AI Prompts

AI presentation prompts.

Build a slide outline, write talking points and speaker notes, and prep for questions — tap to copy, then add your topic.

Tap Copy on any prompt, paste it into your AI assistant, and replace the [bracketed] parts with your own details.

Structure the deck

Build a slide outline

Create a slide-by-slide outline for a [length]-minute presentation on [topic] for [audience]. For each slide give a title and 2-3 bullet points. Keep a clear narrative arc with a strong opening and a clear takeaway.

Find the core message

I'm presenting on [topic] to [audience]. Help me boil it down to one core message and three supporting points so the whole deck has a spine.

Reorganise a rough deck

Here's my rough list of slides/points: [paste them]. Reorder and group them into a logical flow, flag anything redundant, and suggest what's missing.

Write the content

Turn a slide into talking points

Here's a slide with these bullets: [paste bullets]. Write natural talking points I can say out loud for about [time], without just reading the slide.

Write speaker notes

Write concise speaker notes for a slide about [topic]. Include the key point to make, one example or detail to mention, and a smooth transition to [next topic].

Tighten wordy slides

These slides are too text-heavy: [paste content]. Cut each to short, punchy bullets (about 6 words max) and tell me what to say out loud instead of putting on the slide.

Polish & deliver

Write a strong opening

Write three different openings for a presentation on [topic] to [audience] — one with a question, one with a surprising fact, and one with a short story. Each should grab attention in 20 seconds.

Sharpen the title

Suggest 10 clear, compelling titles for a presentation about [topic] for [audience]. Mix straightforward and more intriguing options.

Prep for Q&A

I'm presenting on [topic] to [audience]. List the [number] toughest questions I might get and a brief, confident way to answer each. Include any I might be hoping to avoid.

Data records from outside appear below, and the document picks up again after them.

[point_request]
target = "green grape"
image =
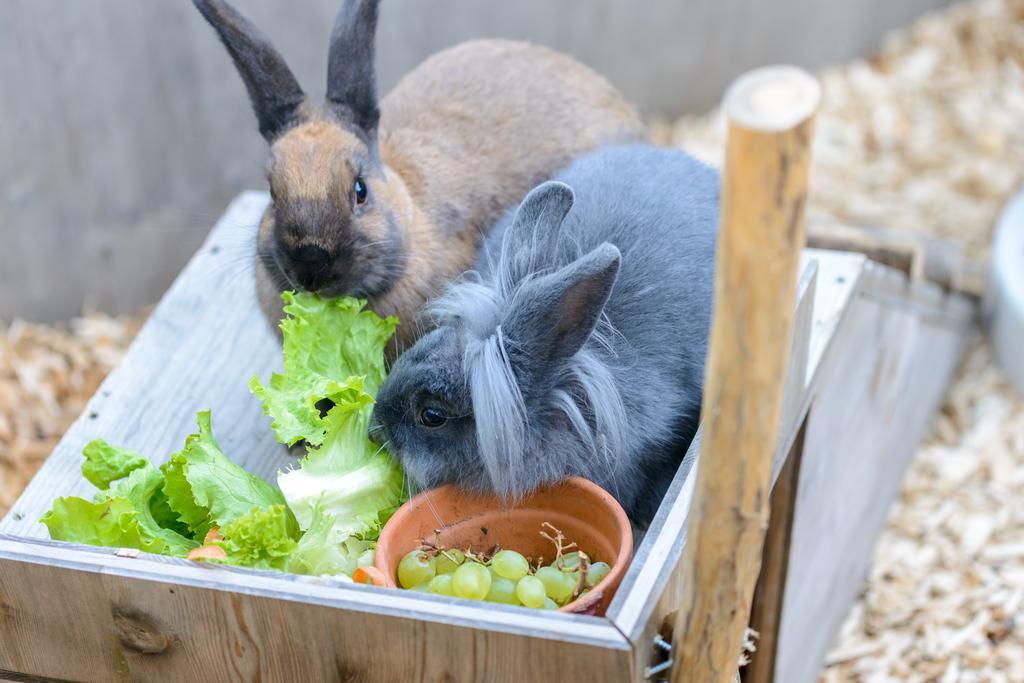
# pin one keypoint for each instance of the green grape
(503, 591)
(415, 568)
(510, 564)
(441, 584)
(530, 592)
(450, 560)
(471, 581)
(557, 585)
(597, 572)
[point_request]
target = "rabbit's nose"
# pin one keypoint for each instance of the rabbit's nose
(311, 265)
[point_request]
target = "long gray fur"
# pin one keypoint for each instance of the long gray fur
(578, 345)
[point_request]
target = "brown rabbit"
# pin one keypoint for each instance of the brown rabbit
(390, 203)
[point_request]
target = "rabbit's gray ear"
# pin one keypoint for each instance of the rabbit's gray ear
(351, 84)
(529, 242)
(551, 317)
(274, 93)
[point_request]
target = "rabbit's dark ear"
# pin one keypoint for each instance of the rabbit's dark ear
(551, 317)
(351, 84)
(274, 93)
(530, 241)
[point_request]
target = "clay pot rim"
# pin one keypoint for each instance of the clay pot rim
(379, 577)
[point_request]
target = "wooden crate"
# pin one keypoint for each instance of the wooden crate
(872, 351)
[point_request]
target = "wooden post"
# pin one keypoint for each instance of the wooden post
(770, 114)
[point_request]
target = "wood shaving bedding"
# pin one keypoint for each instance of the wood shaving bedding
(47, 374)
(927, 135)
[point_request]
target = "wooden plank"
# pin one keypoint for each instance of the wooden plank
(132, 620)
(767, 161)
(1006, 307)
(883, 381)
(198, 350)
(918, 255)
(766, 610)
(655, 569)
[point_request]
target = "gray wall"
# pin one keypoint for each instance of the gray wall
(125, 130)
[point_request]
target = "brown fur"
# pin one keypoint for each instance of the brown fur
(462, 138)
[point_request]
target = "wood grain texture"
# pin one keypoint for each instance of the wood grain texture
(767, 161)
(884, 380)
(769, 595)
(197, 351)
(920, 256)
(156, 617)
(656, 568)
(138, 622)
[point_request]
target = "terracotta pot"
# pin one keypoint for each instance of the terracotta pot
(583, 511)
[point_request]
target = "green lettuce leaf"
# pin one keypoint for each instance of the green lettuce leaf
(104, 463)
(261, 538)
(349, 477)
(318, 555)
(205, 488)
(334, 366)
(120, 517)
(326, 343)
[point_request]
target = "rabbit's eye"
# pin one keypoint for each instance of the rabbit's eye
(431, 417)
(359, 188)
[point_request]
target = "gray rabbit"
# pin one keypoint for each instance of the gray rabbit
(578, 345)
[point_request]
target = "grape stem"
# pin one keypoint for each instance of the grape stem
(560, 547)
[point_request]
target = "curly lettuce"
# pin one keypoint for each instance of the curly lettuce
(322, 518)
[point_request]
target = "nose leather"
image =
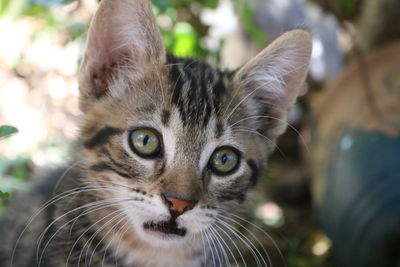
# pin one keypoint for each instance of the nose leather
(179, 205)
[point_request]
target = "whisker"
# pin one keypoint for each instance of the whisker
(233, 242)
(59, 229)
(91, 211)
(265, 233)
(223, 244)
(246, 241)
(211, 247)
(120, 217)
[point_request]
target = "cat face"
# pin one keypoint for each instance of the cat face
(175, 142)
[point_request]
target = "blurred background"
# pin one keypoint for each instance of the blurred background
(331, 194)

Structure first, words second

The most common presentation mistake is opening the slide software and typing — you end up with a pile of bullet points and no through-line. AI is most useful at the step before that: pinning down your one core message and a clean slide-by-slide arc for your specific audience and time slot. Once the structure holds, it's quick to generate talking points and speaker notes you say out loud rather than read off the screen, which is what keeps an audience with you. Watch one thing: if you ask for facts or statistics to put on a slide, verify them — a made-up number in a presentation is the kind of error that gets noticed in the room.

FAQ

Should I put the AI's text straight on my slides?
Use it for the outline and talking points, but keep slides short — a few words per bullet — and say the detail out loud. Walls of text are what lose an audience.
Can AI make the actual slides?
These prompts produce the outline, content and notes. Some tools and add-ins can generate slide files directly; even then, you'll want to tighten the wording and check any facts.